Video Classification CNN - F1 score gets stuck while training the model

I’m trying to replicate the Large-scale Video Classification with Convolutional Neural Networks.
I’ve already downloaded the frames divided homogenuisly in bag of shots. The train and test DataFrames that maintain all the infromations have the following structure:

index 0 1 2 3 4 etc
0 train/-b5vDKaAd9o/bag_of_shots0 0 0 0 0 1
1 train/-b5vDKaAd9o/bag_of_shots1 0 0 0 0 1
2 train/-b5vDKaAd9o/bag_of_shots2 0 0 0 0 1
3 train/5smf0wPlLk4/bag_of_shots0 1 0 1 0 1
etc - - - - - -

With as index the counter, the path of the bag of shots location and the one hot encoding of all labels.
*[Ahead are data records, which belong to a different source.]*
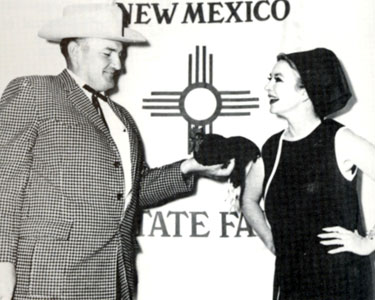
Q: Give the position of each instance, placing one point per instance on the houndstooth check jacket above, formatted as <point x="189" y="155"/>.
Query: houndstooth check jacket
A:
<point x="61" y="193"/>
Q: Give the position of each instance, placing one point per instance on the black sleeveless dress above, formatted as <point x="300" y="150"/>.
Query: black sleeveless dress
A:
<point x="305" y="193"/>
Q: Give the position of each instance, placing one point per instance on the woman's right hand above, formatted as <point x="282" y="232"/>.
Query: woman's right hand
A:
<point x="7" y="280"/>
<point x="268" y="242"/>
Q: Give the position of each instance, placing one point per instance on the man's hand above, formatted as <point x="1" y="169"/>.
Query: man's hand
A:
<point x="214" y="171"/>
<point x="7" y="280"/>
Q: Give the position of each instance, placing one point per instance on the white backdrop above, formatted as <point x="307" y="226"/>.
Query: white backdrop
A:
<point x="193" y="260"/>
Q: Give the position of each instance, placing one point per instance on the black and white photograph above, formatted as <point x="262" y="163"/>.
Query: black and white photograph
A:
<point x="187" y="150"/>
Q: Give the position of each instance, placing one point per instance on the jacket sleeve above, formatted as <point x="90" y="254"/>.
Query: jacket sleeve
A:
<point x="18" y="123"/>
<point x="164" y="184"/>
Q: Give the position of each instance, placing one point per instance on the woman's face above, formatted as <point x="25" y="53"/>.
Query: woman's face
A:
<point x="284" y="89"/>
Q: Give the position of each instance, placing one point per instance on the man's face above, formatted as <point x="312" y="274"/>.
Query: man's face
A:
<point x="98" y="62"/>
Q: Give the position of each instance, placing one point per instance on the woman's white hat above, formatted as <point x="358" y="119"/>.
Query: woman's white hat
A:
<point x="96" y="20"/>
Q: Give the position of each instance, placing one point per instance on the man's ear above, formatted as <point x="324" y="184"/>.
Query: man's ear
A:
<point x="73" y="51"/>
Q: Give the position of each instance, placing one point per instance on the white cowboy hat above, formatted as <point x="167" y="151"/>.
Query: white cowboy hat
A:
<point x="91" y="20"/>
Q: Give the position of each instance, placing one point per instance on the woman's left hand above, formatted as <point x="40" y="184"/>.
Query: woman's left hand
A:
<point x="348" y="241"/>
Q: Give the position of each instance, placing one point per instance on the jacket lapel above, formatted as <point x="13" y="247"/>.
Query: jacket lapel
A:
<point x="124" y="116"/>
<point x="83" y="104"/>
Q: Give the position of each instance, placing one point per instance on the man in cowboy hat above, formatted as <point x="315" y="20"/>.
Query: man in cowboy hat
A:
<point x="72" y="172"/>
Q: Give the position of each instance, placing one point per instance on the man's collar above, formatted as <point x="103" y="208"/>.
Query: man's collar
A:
<point x="76" y="78"/>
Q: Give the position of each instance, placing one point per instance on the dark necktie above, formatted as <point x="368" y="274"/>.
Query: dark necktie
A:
<point x="95" y="102"/>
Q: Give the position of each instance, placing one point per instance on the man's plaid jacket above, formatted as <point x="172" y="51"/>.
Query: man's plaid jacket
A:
<point x="61" y="193"/>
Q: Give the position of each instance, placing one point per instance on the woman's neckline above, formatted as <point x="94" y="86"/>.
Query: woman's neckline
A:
<point x="300" y="138"/>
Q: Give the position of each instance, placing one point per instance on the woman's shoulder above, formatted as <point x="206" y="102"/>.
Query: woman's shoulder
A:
<point x="273" y="140"/>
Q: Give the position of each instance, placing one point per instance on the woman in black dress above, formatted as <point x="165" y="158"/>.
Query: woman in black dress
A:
<point x="307" y="178"/>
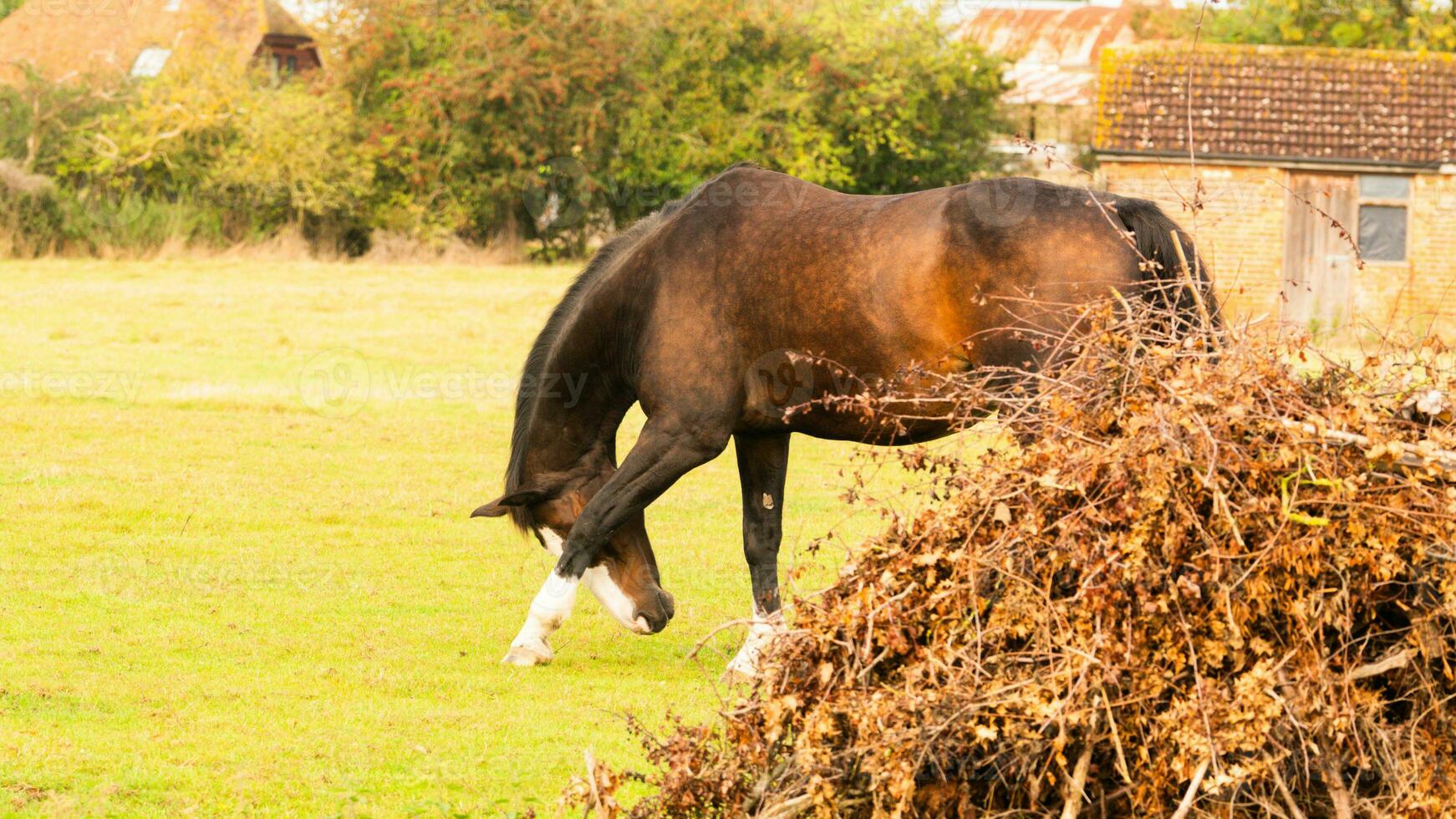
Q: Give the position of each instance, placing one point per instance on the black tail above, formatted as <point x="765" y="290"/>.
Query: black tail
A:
<point x="1162" y="271"/>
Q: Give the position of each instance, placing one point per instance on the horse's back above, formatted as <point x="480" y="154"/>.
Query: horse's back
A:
<point x="757" y="263"/>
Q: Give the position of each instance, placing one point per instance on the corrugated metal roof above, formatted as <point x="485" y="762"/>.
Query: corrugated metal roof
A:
<point x="1055" y="47"/>
<point x="73" y="39"/>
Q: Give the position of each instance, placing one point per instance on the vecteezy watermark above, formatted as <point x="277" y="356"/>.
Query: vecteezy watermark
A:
<point x="117" y="386"/>
<point x="82" y="8"/>
<point x="335" y="383"/>
<point x="341" y="381"/>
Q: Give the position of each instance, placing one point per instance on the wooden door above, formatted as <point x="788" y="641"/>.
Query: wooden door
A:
<point x="1318" y="259"/>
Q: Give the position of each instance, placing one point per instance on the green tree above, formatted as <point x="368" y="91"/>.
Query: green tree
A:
<point x="1341" y="23"/>
<point x="602" y="109"/>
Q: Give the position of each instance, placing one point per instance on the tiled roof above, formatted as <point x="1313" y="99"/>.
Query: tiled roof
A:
<point x="1280" y="104"/>
<point x="102" y="39"/>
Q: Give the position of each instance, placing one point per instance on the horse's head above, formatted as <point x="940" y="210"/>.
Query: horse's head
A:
<point x="624" y="575"/>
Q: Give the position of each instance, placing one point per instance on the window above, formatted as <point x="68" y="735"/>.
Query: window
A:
<point x="150" y="61"/>
<point x="1383" y="217"/>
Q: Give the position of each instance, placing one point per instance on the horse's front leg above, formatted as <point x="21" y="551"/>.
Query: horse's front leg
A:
<point x="625" y="577"/>
<point x="763" y="461"/>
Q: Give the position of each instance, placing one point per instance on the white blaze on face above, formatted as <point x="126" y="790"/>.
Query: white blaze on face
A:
<point x="602" y="587"/>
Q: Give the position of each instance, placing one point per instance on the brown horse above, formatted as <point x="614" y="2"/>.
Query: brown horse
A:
<point x="698" y="312"/>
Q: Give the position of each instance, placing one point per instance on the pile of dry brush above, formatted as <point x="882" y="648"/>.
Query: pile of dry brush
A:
<point x="1206" y="577"/>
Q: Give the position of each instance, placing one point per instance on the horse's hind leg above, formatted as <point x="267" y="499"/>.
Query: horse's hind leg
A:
<point x="763" y="461"/>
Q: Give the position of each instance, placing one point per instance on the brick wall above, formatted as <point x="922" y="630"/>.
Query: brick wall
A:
<point x="1241" y="233"/>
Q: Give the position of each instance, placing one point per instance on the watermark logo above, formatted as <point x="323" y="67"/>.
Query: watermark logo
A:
<point x="335" y="383"/>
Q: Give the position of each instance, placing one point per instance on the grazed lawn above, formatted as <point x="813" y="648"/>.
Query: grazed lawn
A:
<point x="233" y="581"/>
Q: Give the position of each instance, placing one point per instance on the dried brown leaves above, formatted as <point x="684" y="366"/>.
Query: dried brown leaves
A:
<point x="1179" y="593"/>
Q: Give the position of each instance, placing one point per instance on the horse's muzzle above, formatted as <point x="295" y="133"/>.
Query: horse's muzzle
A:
<point x="655" y="611"/>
Now my Custom dataset class is:

class VideoDataset(Dataset):
  def __init__(self, df, transform = None, t = 'single'):
    self.df = df
    self.transform = transform
    self.t = t
  
  def __len__(self):
    return len(self.df)

  def __getitem__(self, index):
    if self.transform is None: self.transform = transforms.ToTensor()
    images_path = self.df.iloc[index, 0]
    
    if self.t == 'single':
      images = self.transform(Image.open(f'{dataset_path}/{images_path}/shot{shots//2}.png'))
    if self.t == 'early':
      images = np.array([self.transform(Image.open(f'{dataset_path}/{images_path}/shot{idx}.png')) for idx in range(shots//3,shots//3*2)])
    if self.t == 'late':
      images = np.array([self.transform(Image.open(f'{dataset_path}/{images_path}/shot0.png')), self.transform(Image.open(f'{dataset_path}/{images_path}/shot{shots-1}.png'))])
    if self.t == 'slow':
      if shots%10 == 0:
        images = np.array([self.transform(Image.open(f'{dataset_path}/{images_path}/shot{idx}.png')) for idx in range((shots/2) - 5, (shots/2) + 5)])
      else:
        images = np.array([self.transform(Image.open(f'{dataset_path}/{images_path}/shot{idx}.png')) for idx in range((shots%10) - (shots%10)//2, shots-(shots%10)//2)])

    y_labels = torch.from_numpy(self.df.iloc[0, 1:].to_numpy().astype(float))

    if self.t != 'single': images = torch.from_numpy(images)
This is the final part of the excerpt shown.